Mardi dernier, le 29 mars 2022, l'organisation des 12 peuples autochtones de Tecámac a publié une déclaration annonçant que des militants et des journalistes du journal « El Universal » effectuaient des travaux de documentation sur les effets environnementaux de l'aéroport international Felipe Ángeles (AIFA). ils ont été intimidés sur la colline de Chiconautla, Tecámac.
Dites la déclaration.
Les 12 villes de Tecámac ont dénoncé le fait que les événements précédents se sont déroulés « dans une atmosphère de tension croissante », devant laquelle elles se sont positionnées le 21 mars, le jour même où le inauguration de l'AIFA, lorsque, de même, ont publié sur leurs réseaux sociaux une déclaration contre le nouvel aéroport.

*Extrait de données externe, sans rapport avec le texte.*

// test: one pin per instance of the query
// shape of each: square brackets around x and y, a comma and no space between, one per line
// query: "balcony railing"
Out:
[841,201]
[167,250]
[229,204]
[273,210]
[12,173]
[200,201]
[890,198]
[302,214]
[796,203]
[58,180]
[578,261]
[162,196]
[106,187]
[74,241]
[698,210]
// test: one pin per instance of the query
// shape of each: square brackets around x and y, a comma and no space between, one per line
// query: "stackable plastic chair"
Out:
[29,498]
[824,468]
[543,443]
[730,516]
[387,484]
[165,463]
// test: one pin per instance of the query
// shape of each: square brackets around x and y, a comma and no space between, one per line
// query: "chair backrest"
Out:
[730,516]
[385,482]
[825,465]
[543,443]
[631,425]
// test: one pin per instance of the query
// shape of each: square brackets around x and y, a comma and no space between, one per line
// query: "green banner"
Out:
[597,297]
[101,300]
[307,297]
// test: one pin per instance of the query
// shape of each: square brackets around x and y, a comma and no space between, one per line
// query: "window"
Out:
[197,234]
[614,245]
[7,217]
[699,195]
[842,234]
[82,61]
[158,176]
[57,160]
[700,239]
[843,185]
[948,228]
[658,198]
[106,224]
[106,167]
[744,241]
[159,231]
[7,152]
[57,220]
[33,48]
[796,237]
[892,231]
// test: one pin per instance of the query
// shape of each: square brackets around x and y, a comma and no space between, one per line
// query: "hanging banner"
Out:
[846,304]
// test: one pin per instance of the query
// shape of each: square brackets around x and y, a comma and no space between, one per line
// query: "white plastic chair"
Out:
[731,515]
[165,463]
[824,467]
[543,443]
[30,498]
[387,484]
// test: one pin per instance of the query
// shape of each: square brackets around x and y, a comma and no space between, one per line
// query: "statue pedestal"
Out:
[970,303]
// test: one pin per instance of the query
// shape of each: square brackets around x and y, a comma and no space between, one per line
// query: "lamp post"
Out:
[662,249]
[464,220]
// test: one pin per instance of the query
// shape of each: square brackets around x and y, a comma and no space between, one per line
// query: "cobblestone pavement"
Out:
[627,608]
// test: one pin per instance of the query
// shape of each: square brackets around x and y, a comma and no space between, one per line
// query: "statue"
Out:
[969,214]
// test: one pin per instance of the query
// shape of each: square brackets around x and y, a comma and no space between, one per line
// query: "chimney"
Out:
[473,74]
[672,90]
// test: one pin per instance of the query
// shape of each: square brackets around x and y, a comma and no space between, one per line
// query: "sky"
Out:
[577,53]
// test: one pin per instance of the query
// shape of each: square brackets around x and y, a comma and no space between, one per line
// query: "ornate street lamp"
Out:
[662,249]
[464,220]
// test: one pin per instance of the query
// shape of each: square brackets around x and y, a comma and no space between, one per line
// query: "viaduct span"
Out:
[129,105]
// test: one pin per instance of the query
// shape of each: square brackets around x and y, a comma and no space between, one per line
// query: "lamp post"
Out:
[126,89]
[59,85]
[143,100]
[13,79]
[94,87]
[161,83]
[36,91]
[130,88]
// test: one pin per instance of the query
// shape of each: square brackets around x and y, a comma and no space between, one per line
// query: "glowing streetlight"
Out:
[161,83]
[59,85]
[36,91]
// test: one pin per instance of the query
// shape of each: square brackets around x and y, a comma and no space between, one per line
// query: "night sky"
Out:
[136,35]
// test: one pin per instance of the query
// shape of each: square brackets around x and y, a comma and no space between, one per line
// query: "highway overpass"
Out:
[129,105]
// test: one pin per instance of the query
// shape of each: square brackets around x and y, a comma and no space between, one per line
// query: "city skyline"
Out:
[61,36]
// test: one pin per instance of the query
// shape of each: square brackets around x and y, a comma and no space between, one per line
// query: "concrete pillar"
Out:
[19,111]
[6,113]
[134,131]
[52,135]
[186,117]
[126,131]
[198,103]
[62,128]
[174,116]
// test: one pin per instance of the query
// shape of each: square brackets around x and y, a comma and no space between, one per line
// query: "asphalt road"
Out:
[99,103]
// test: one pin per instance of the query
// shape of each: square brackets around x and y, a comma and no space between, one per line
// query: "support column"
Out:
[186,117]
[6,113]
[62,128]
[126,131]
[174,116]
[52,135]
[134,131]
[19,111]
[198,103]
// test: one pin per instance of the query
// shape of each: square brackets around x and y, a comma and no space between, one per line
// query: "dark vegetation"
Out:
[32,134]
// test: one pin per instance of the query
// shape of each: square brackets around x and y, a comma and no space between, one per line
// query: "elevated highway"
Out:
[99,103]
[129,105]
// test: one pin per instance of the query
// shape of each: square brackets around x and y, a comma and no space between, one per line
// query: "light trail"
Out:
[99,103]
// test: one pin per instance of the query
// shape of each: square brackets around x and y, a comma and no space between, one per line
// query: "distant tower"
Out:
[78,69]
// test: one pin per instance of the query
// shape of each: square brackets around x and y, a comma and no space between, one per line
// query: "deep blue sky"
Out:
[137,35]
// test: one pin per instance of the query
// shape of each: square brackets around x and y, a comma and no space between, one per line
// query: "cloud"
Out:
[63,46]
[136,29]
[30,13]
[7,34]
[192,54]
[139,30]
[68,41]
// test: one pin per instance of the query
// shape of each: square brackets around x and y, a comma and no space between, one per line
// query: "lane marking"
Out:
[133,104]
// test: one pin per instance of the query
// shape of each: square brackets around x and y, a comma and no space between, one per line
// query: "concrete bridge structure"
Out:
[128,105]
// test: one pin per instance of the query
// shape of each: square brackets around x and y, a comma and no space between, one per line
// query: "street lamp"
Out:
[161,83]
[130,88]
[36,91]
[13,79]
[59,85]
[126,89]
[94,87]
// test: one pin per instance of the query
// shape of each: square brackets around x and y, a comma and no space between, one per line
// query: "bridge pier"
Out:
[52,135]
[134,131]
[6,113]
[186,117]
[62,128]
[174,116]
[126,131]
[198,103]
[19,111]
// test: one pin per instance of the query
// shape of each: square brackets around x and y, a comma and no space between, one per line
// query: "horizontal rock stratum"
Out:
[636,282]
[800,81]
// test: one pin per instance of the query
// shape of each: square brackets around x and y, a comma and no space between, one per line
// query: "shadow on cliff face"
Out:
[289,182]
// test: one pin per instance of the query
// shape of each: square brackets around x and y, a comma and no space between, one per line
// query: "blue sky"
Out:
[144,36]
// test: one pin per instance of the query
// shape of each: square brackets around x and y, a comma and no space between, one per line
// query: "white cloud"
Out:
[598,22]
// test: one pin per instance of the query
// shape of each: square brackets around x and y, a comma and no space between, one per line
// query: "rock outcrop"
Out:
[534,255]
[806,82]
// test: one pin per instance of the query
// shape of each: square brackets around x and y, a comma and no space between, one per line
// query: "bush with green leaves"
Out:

De cette façon, ils disent que pendant le processus de documentation et d'entretien, une camionnette a interrompu l'enregistrement, en descendant quatre hommes le visage couvert : deux armés, l'un armé, l'un avec une arme de poing et l'autre, une police d'État, avec une arme à usage exclusif de l'armée.
En outre, ils les ont interceptés violemment, les ont forcés à quitter les lieux et, avec des menaces, ont exigé qu'ils suppriment les enregistrements et les photographies qu'ils avaient capturés.
L'organisation a également mentionné le fait qu'elle avait déjà signalé des omissions dues à un incendie criminel sur la colline Tecalco-Chiconautla, d'abord le 11 février 2022 au Bureau de la protection de l'environnement de l'État du Mexique (PROPAEM), puis au Bureau du contrôleur du gouvernement de l'État du Mexique. Aucun d'entre eux n'a procédé.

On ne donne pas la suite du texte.